Odds on Lotto win shorten with extra numbers
Starting from next month, customers will be charged an extra 50c per line – a price hike of a third. Punters will now have to pay a minimum of €4 per ticket, for two lines with no plus, where they would previously have paid only €3. With the addition of Lotto Plus, two-line tickets will cost €5.
Two extra numbers will also be added to the draw, meaning the chance of picking all six numbers and winning the jackpot is considerably reduced.
There will now be 47 numbers to choose from instead of 45 – the odds of picking all six numbers goes from just over eight million to one to almost 11 million to one. As such, there will be an average of 14 jackpot winners a year – three less than previously.
Lotto bosses, however, said the changes will also mean larger jackpots. The average jackpot win will now go from €4.5million to €6.3 m.

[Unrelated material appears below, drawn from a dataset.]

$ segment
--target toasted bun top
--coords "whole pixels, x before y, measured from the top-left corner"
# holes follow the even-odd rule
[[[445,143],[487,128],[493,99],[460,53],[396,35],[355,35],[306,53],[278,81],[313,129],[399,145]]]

The overall odds of winning a prize have gone up – from one in 42 to one in 28.7, due to additional smaller prizes, including €100,000 for matching five numbers and the bonus ball, and a prize for matching two numbers plus the bonus number.
“We haven’t changed the game in nine years and we feel now is the time to introduce changes to the game so that it is bigger, it is better and there’s more prizes,” Dermot Griffin, CEO of Premier Lotteries Ireland (PLI), said on RTÉ Radio One.
“Bigger, better lotto will deliver a more exciting game and bigger jackpots for our players, which will generate more funds for good causes.”
While Mr Griffin failed to say how much money Premier Lotteries Ireland stands to make from the price hike, which comes into effect on September 5, he said they do not expect a drop in sales.
He also said within the first five years of the new structure, the National Lottery expects to break the record for the biggest jackpot – the landmark €18m top prize was won by a syndicate in Co Carlow in 2008.
The move was widely criticised by Lotto players online and by Fianna Fáil spokesman on public expenditure, Seán Fleming.“This price hike today is a direct result of the decision of the Government to privatise the national lottery and when you privatise the national lottery what else do private companies do only try and increase their turnover and their profit,” he said.
“Since the operation of the National Lottery was handed over to Premier Lotteries Ireland last year, we have seen a litany of problems including the first ever cancellation of a lotto draw after machines broke down in February this year. Now we see price increases being brought in, while the chances of winning the main prize are being reduced.”
The National Lottery agent council, of retail groups, said the new structure would make the games “more attractive” to customers, and
“changes should be considered in the context of the benefit to our customers and our communities in raising additional funds for good causes”.